3.4 Umsatzbesteuerung der öffentlichen Hand (§ 27 Abs. 22a UStG)
Die Übergangsfrist für die Anwendung der neuen Besteuerungsregelungen für juristische Personen des öffentlichen Rechts wird um zwei Jahre bis zum 31. Dezember 2024 verlängert. Sofern von dieser Übergangsregelung kein Gebrauch gemacht wurde, kann ab 2023 zu den neuen Besteuerungsregelungen optiert werden (siehe 3.3).

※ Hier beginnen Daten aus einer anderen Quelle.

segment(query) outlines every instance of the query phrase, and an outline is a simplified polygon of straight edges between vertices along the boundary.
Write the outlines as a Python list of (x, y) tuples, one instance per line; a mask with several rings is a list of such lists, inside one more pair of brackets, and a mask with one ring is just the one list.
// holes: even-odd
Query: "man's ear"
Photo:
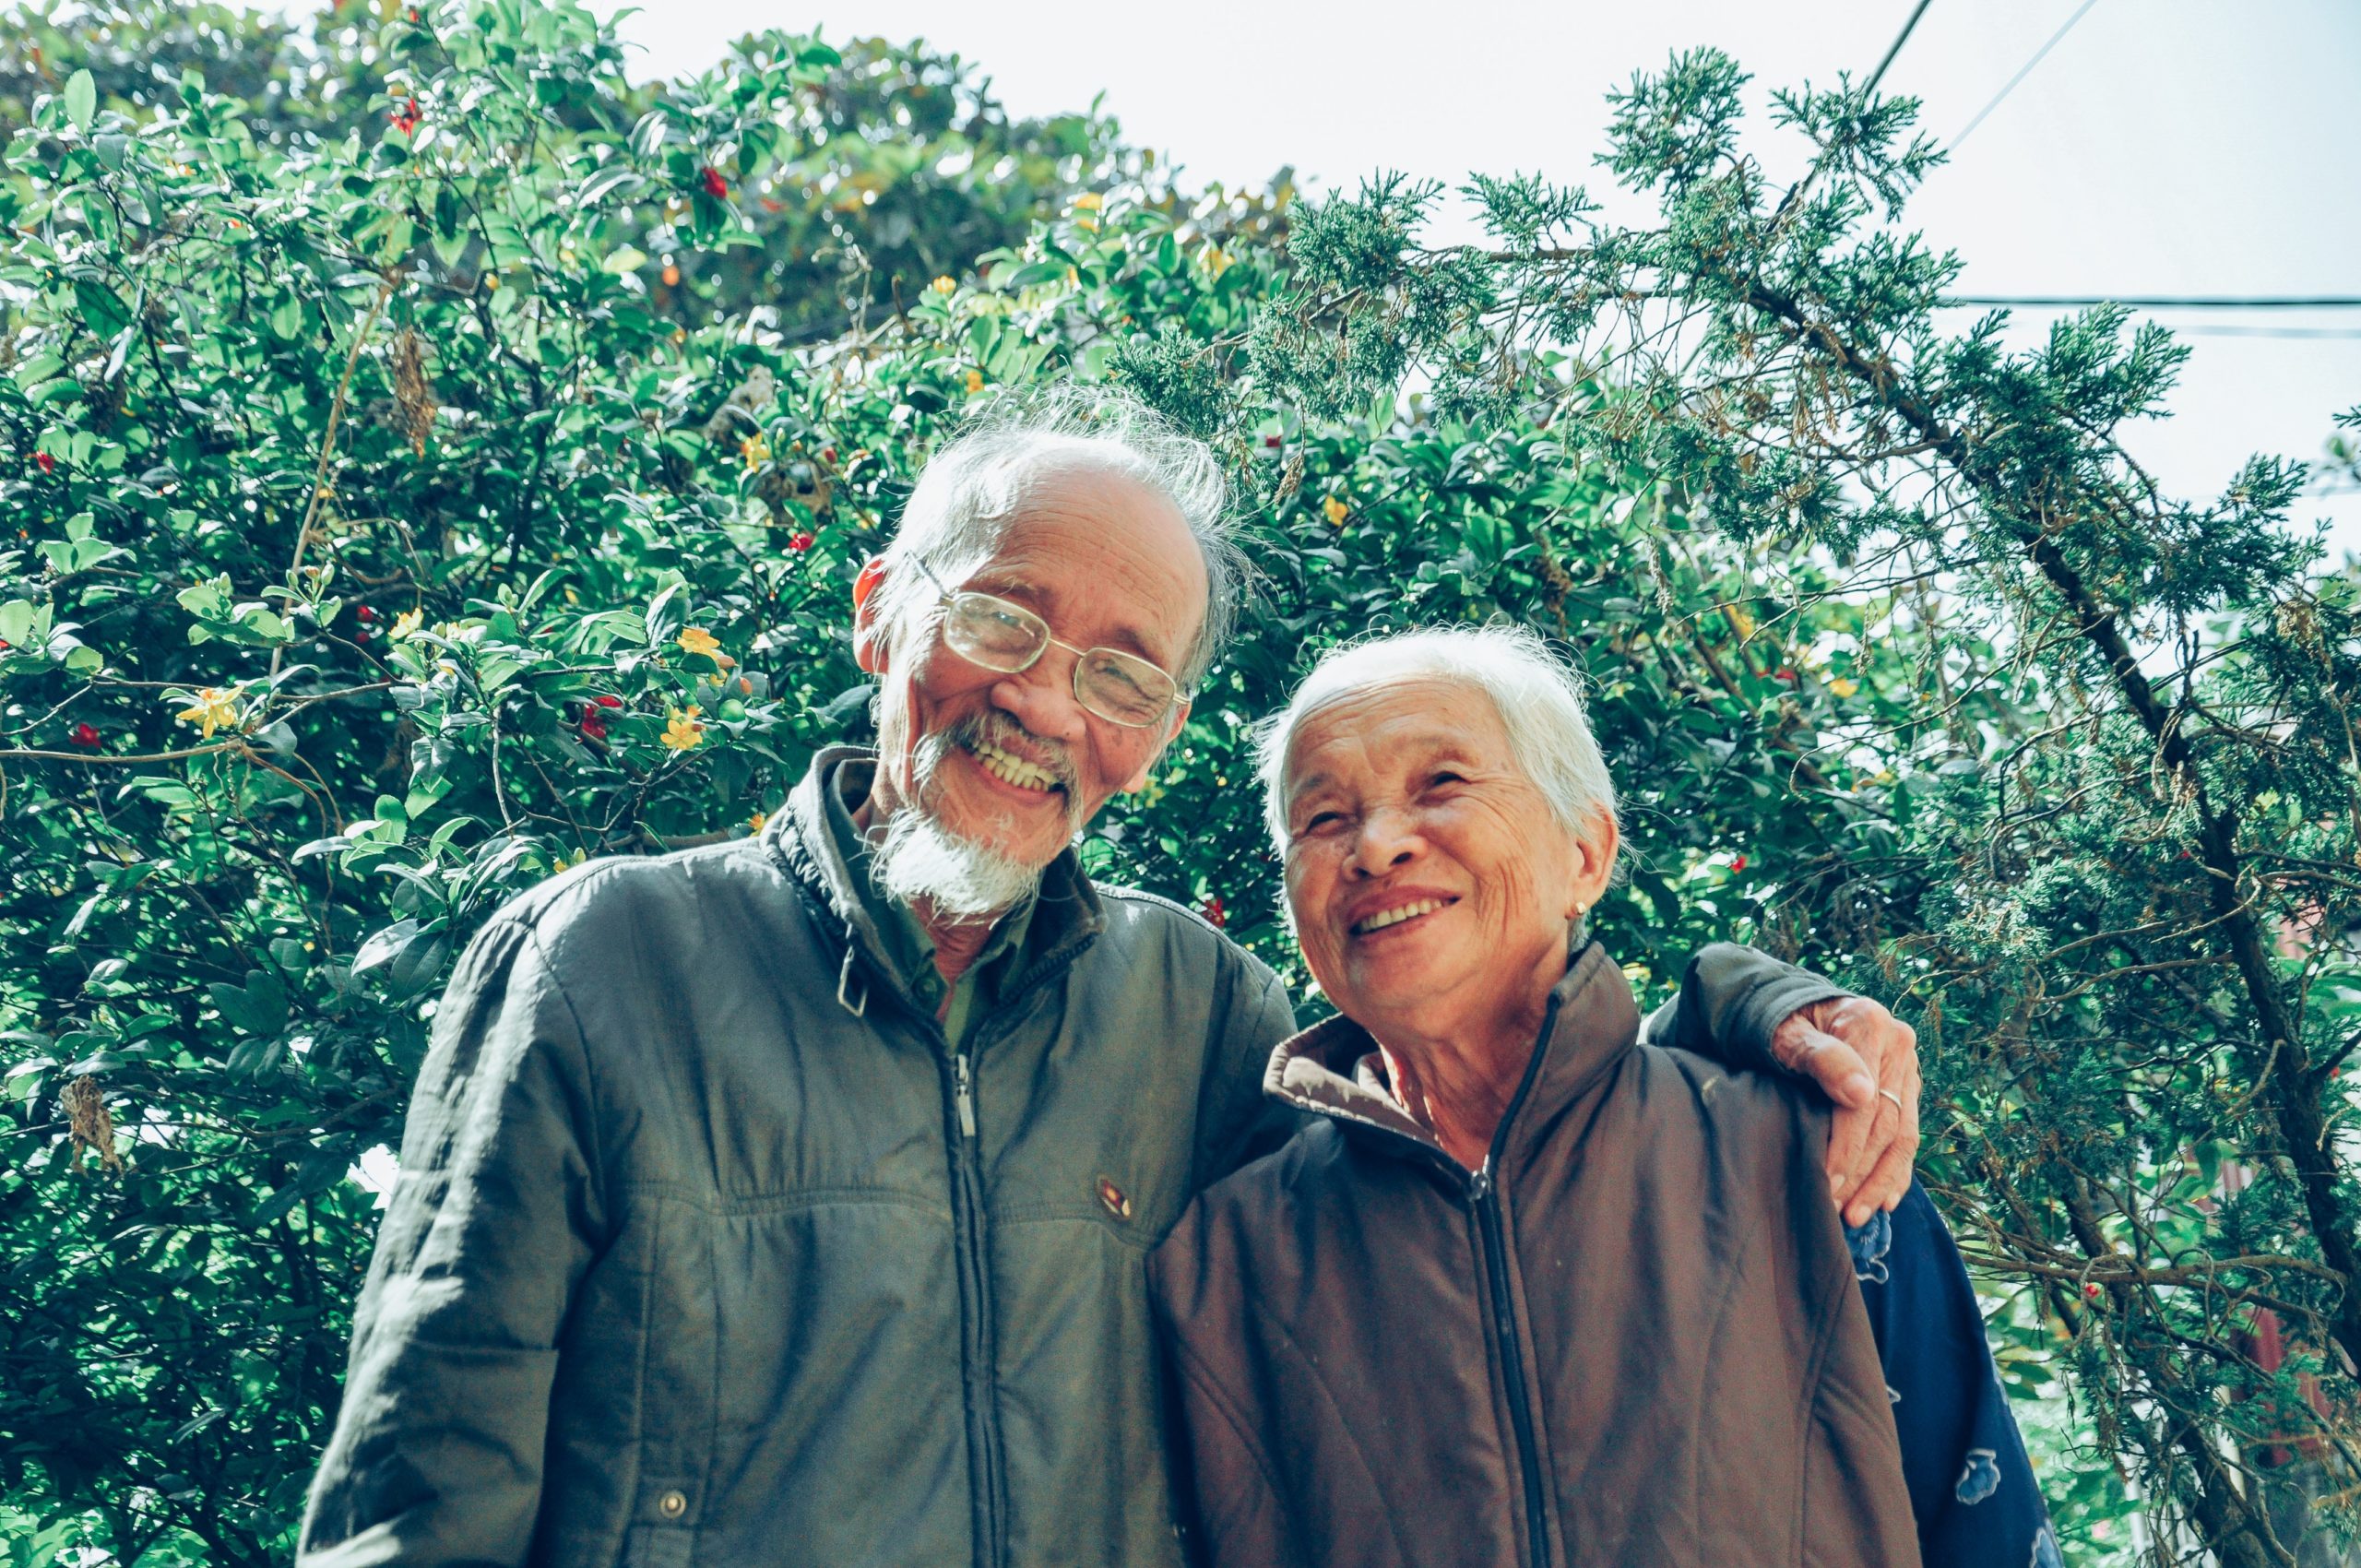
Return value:
[(1157, 737), (1156, 749), (1147, 754), (1147, 760), (1140, 764), (1140, 770), (1123, 781), (1122, 792), (1124, 794), (1136, 795), (1141, 790), (1147, 788), (1148, 775), (1156, 771), (1156, 765), (1164, 760), (1166, 749), (1172, 744), (1174, 738), (1180, 733), (1180, 726), (1188, 722), (1189, 705), (1186, 702), (1183, 702), (1179, 707), (1172, 710), (1172, 722), (1166, 725), (1164, 733)]
[(865, 675), (885, 673), (891, 639), (877, 612), (877, 587), (885, 580), (885, 558), (872, 555), (852, 580), (852, 657)]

3.5 Zahlungsdienstleister (§ 22g UStG)
Zahlungsdienstleister, die von dieser Neuregelung betroffen sind, müssen über eine Zulassung für die Erbringung von Zahlungsdiensten (wie z. B. gewerbliche Tätigkeiten für den Transfer von Geldbeträgen) verfügen. Die Pflicht zur Aufzeichnung von Zahlungsvorgängen im grenzüberschreitenden Kontext erstreckt sich beispielsweise auf Zahlungsempfänger sowie Zahlungsvorgänge der Zahlungsdienstleister. Diese „hinreichend detaillierten“ Aufzeichnungen müssen über einen Zeitraum von drei Jahren in elektronischer Form aufbewahrt und bei Einschlägigkeit der entsprechenden Tatbestandsvoraussetzungen an das Bundeszentralamt für Steuern übermittelt werden. Dies gilt ab dem Ende des Jahres, in dem die Zahlung ausgeführt wurde. Die Neuregelung gilt ab dem 1. Januar 2024.
3.6 Steuerbegünstigte Körperschaften (§ 23a Abs. 2 UStG)
Sofern bestimmte steuerbegünstigte Körperschaften steuerpflichtige Umsätze von mehr als 45.000 EUR (vorher: mehr als 35.000 EUR) erzielen, können sie die abziehbare Vorsteuer mit einem Durchschnittssatz von 7 Prozent der steuerpflichtigen Umsätze – mit Ausnahme der Einfuhr und des innergemeinschaftlichen Erwerbs – pauschalieren. Ein weiterer Vorsteuerabzug ist ausgeschlossen.